​New Bill Aims to Prevent Car Deaths with Technology

Date: June 3, 2019
Three U.S. senators introduced a bi-partisan bill on May 22 that would leverage new technologies to protect children and other passengers from heat-stroke deaths when left in a vehicle.
 
“In the past two decades, more than 800 children have died from heat stroke after being left in hot cars,” said Sen. Roger Wicker (R-MS), who introduced the Helping Overcome Trauma for Children Alone in the Rear Seat (HOT CARS) Act of 2019, along with Sens. Richard Blumenthal (D-CT) and Maria Cantwell (D-WA).
 
According to a press release from the Senate Committee on Commerce, Science and Transportation, the bill will instruct the U.S. Department of Transportation (DOT) to put forward a rule in the next two years requiring “a visual and auditory alert system to remind caregivers to check the rear seat.”
 
The DOT will support third-party studies investigating technologies aimed to prevent heat-stroke passenger deaths.
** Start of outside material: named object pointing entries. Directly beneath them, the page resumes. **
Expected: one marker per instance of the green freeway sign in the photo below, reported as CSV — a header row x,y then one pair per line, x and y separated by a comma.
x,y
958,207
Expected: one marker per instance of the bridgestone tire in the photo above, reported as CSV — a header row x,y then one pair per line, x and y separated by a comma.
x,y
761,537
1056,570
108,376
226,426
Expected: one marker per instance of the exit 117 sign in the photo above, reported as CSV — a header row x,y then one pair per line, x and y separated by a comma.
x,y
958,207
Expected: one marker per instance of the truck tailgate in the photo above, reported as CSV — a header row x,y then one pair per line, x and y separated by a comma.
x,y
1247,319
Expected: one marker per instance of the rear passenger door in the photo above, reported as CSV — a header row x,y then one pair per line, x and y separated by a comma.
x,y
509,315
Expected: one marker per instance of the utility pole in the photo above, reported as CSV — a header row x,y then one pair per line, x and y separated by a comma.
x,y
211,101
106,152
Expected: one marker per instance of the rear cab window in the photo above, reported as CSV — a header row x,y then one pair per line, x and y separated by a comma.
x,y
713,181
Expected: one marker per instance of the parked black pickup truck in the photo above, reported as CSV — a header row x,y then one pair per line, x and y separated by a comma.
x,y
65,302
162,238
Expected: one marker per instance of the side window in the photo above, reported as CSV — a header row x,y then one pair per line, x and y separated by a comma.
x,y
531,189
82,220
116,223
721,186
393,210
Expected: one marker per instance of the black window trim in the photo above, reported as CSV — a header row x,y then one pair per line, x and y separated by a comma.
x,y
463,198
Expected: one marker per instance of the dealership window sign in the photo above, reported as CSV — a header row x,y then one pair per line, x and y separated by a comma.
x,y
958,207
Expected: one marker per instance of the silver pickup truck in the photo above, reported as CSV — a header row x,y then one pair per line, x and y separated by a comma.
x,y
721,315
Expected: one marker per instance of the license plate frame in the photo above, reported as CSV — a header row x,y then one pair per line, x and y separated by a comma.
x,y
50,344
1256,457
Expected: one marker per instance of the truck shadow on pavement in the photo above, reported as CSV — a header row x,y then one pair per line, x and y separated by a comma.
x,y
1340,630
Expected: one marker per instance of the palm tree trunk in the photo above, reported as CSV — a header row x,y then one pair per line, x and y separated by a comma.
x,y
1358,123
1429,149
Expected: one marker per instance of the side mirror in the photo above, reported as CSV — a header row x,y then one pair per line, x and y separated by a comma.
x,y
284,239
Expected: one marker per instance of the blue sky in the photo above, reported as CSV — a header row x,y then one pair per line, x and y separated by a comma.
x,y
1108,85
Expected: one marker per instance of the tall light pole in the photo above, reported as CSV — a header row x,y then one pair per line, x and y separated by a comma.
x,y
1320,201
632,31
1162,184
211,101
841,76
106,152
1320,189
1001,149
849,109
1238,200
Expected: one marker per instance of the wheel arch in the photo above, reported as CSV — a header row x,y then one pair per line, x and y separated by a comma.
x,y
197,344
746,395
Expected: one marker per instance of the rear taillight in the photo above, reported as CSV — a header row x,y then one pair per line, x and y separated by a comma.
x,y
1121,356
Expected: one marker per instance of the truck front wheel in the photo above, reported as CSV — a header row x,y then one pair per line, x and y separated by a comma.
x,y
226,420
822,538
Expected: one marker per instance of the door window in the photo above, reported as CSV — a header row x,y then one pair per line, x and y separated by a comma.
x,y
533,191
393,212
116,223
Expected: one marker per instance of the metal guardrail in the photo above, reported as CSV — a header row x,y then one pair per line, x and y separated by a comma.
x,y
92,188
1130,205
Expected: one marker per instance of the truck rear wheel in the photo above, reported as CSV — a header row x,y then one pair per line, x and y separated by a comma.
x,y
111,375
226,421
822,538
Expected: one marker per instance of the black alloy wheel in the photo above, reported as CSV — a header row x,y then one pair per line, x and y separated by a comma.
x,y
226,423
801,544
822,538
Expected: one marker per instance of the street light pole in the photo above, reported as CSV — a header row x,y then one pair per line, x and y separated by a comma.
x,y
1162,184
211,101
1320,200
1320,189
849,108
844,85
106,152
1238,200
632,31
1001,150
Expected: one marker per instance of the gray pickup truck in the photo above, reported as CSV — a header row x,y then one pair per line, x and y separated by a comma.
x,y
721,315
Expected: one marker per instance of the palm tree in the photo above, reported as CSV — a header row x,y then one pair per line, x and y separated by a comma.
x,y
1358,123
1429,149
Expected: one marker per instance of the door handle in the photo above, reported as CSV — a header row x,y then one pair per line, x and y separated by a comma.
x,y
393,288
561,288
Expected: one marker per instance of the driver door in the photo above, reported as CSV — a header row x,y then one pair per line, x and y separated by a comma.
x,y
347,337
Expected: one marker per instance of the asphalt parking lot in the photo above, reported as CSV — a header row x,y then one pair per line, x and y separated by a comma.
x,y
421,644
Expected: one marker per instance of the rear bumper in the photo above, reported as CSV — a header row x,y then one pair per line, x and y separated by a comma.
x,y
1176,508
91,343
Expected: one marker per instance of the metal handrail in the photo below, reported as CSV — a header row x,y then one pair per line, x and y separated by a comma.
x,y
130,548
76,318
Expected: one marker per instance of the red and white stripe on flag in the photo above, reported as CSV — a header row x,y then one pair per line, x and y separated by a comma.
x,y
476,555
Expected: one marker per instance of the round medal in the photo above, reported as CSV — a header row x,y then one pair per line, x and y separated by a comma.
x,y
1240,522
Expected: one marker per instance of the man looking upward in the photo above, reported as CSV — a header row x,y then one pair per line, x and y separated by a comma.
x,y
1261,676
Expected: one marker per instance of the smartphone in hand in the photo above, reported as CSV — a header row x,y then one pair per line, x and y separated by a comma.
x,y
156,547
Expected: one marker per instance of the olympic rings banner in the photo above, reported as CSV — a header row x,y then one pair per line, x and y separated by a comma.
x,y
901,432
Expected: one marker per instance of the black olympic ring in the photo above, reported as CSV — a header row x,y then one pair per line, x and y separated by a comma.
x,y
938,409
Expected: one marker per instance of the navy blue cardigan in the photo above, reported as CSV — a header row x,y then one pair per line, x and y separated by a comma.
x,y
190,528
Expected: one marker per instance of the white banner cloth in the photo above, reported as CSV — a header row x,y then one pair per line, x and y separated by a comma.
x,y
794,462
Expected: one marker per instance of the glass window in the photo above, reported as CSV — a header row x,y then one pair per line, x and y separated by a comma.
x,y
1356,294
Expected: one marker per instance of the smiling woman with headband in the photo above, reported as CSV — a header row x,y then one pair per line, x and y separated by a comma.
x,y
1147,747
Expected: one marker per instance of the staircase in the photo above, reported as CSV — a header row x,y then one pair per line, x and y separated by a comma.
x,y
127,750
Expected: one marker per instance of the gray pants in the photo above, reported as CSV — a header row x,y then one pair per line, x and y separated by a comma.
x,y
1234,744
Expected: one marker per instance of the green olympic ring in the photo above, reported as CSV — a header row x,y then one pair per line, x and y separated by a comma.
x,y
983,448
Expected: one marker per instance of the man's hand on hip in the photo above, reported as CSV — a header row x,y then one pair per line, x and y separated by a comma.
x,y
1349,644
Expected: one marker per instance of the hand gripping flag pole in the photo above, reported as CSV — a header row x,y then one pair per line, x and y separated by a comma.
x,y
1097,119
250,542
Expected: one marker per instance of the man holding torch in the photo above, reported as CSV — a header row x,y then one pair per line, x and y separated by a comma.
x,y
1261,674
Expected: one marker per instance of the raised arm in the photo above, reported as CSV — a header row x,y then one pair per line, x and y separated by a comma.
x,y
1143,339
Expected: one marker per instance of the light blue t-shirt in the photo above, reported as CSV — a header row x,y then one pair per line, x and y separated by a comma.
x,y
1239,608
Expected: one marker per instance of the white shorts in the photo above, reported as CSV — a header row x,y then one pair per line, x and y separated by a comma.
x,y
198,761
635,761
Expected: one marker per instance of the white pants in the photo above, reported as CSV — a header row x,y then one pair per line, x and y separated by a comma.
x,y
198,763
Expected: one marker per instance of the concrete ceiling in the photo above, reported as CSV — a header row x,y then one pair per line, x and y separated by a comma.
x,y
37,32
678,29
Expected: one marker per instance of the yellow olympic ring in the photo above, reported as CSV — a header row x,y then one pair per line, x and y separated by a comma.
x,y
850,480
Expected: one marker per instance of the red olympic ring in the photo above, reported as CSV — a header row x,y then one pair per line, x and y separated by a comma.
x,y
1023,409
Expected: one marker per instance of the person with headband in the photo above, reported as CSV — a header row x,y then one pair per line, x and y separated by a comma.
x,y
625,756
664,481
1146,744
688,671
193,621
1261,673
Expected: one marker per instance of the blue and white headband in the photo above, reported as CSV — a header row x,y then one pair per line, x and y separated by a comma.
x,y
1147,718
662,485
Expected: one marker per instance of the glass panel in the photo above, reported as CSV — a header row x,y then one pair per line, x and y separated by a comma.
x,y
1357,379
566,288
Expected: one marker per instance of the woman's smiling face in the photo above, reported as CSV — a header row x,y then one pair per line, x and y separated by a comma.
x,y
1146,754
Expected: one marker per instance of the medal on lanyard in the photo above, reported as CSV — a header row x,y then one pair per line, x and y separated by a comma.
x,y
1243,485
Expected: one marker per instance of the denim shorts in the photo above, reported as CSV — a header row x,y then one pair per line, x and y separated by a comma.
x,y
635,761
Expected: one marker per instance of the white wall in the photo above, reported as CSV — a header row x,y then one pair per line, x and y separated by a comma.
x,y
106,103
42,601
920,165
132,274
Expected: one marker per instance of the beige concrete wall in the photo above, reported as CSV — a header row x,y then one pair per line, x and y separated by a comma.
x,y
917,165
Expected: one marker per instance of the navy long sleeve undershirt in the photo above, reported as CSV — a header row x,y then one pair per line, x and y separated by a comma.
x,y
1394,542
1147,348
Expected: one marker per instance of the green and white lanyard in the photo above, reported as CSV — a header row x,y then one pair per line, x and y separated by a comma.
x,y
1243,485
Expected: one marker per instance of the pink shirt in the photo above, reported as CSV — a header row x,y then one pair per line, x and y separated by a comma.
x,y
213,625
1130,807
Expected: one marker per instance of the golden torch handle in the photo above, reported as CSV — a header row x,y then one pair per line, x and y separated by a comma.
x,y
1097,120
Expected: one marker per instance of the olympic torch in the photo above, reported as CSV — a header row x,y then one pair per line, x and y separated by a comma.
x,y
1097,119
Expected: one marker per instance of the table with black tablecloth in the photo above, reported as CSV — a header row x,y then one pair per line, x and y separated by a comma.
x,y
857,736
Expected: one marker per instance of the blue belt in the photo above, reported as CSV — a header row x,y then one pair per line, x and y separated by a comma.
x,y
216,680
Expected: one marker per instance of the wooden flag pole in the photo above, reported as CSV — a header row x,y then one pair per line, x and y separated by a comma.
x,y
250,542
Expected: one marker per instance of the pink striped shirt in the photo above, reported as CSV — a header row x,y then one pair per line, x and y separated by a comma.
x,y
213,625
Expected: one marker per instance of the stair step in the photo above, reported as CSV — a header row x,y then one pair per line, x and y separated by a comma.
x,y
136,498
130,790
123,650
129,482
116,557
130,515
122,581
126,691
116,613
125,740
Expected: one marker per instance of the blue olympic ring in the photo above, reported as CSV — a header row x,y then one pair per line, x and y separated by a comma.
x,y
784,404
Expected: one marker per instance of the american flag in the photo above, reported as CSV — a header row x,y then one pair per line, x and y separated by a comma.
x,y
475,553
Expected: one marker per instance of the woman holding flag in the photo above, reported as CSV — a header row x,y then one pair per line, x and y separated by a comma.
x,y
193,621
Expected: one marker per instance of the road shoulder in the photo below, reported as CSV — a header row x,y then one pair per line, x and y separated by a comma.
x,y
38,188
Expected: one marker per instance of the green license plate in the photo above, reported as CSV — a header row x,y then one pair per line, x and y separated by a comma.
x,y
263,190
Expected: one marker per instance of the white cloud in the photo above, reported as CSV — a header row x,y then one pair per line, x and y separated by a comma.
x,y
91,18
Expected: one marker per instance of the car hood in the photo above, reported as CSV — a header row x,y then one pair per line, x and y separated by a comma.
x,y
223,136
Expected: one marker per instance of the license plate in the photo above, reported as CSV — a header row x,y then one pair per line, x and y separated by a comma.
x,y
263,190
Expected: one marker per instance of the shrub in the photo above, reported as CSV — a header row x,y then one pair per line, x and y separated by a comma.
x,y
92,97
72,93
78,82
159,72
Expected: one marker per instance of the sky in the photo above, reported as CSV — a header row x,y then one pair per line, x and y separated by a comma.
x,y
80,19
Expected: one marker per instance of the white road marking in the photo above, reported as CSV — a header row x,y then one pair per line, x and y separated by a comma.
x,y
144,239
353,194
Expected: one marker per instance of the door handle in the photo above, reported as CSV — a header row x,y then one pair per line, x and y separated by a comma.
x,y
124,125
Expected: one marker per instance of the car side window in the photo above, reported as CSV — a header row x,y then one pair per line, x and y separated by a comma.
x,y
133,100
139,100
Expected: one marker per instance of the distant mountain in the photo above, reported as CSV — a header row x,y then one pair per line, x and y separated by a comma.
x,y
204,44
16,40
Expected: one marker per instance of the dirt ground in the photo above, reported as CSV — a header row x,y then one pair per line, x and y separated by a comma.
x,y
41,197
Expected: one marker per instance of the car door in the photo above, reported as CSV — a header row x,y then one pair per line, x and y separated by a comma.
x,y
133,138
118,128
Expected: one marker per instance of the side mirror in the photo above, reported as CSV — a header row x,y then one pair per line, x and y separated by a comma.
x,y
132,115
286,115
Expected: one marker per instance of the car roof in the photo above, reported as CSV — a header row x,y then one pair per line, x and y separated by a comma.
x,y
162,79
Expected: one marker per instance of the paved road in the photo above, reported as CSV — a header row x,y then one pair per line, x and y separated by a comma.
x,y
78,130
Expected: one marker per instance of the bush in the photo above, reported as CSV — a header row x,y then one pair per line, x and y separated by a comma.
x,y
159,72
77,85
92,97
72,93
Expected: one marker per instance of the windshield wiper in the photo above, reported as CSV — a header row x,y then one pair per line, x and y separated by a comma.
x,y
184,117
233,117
The act will also order states to educate citizens on the dangers of leaving passengers unattended in their automobiles, using funds from their highway safety programs.
 
“In only minutes on a hot day, a car can become a death trap for a small child. Dozens of children perish in hot cars every summer – deaths that are completely preventable with a simple sensor,” said Sen. Blumenthal, D-Conn., ranking member of the Subcommittee on Manufacturing, Trade, and Consumer Protection. “We already have the basic technology to alert drivers when a child has been left in the backseat. Requiring every car to have it installed before it drives off the lot is simple, common sense.”